保険のヒミツ(基礎編)

生命保険?損害保険??わかりづらい保険の仕組みを、簡単に噛み砕いて説明します。

保険のミソ:保険って、こういうものです

単純化した例で、保険の原価を考えてみましょう

 では、保険の原価の計算方法を考えてみましょう。以下は、前頁で書いた、保険の単純化した例です。

 

 あるところに同じ年齢の100人の男性がいたとしましょう。その100人全員が父親であり、一家の大黒柱として働き、家族を食べさせているとします。家族の中では、父親以外に働いている人はいません。そこで、その100人は考えました。もし自分に万一のことがおきると、家族が路頭に迷う。これではいけない。そこで、賢い一人が考えつきました。保険です。100人の仲間でお金を出し会う。そして、「2年以内に仲間の誰かが死んだときには、そのお金から遺族に保険金50万円支払う」ことにしました。非常にシンプルな保険の例ですよね。ところが、ここで問題が。保険を作ることを決めたのはいいものの、では、彼ら100人は、いくらずつ金を出し合えばいいのか?
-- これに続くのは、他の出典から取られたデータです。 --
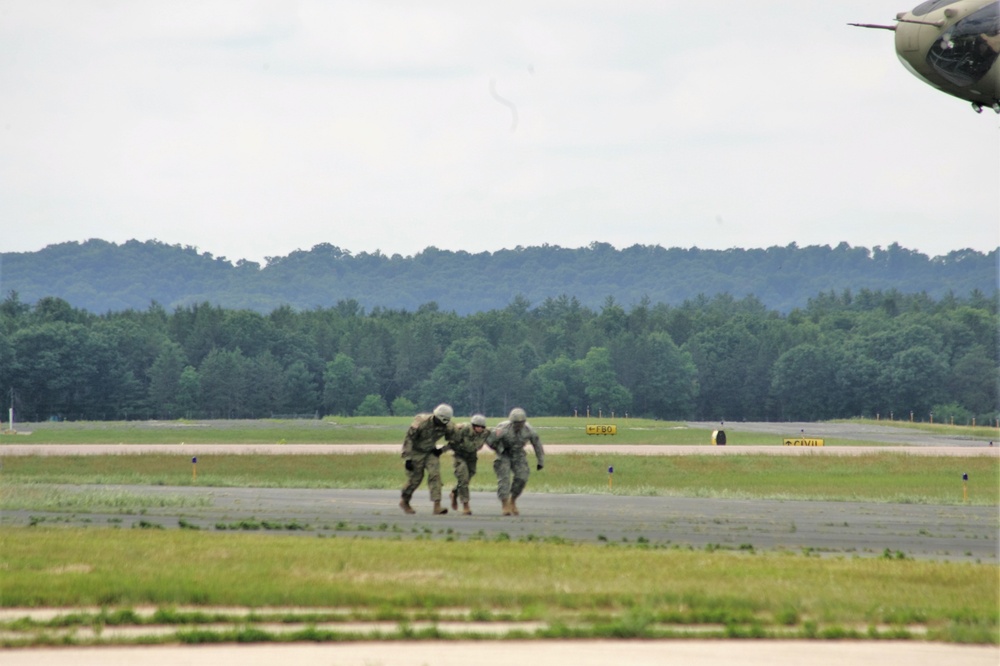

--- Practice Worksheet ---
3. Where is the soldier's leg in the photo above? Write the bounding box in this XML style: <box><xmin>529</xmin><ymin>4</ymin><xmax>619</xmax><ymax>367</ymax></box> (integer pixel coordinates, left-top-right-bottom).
<box><xmin>509</xmin><ymin>453</ymin><xmax>530</xmax><ymax>516</ymax></box>
<box><xmin>493</xmin><ymin>455</ymin><xmax>510</xmax><ymax>502</ymax></box>
<box><xmin>425</xmin><ymin>454</ymin><xmax>441</xmax><ymax>502</ymax></box>
<box><xmin>399</xmin><ymin>456</ymin><xmax>426</xmax><ymax>513</ymax></box>
<box><xmin>453</xmin><ymin>458</ymin><xmax>470</xmax><ymax>509</ymax></box>
<box><xmin>510</xmin><ymin>453</ymin><xmax>531</xmax><ymax>499</ymax></box>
保険原価の算出1:保険金がいくら必要になるか(=◆予定死亡率)

復習です。保険は、以下の3つ要素から決まってくる、ということでした。

 ◆1.保険金がいくら必要になるか(=予定死亡率)

 ◆2.どれくらい経費がかかるか(=予定事業費率)

 ◆3.どれくらい運用で増やせるか(=予定利率)

 

 まず最初に、遺族に支払うお金(つまり保険金)がいくら必要になるのかを見積ります。遺族には保険金50万円を支払うことになっていました。では、年間何人が死ぬと想定するのか?ここでは、統計を利用します。統計を見ると、彼らの年齢では年間2人が死ぬと出ていました。また、さらに一歳、歳をとると死亡者は3人になることも、統計からわかりました。これが『予定死亡率』です。では、実際に必要な保険金を計算してみましょう。一年目は、50万円×2人=100万円、二年目は一人分増え、150万円。支払い準備として必要な保険金は150万円ということがわかりました。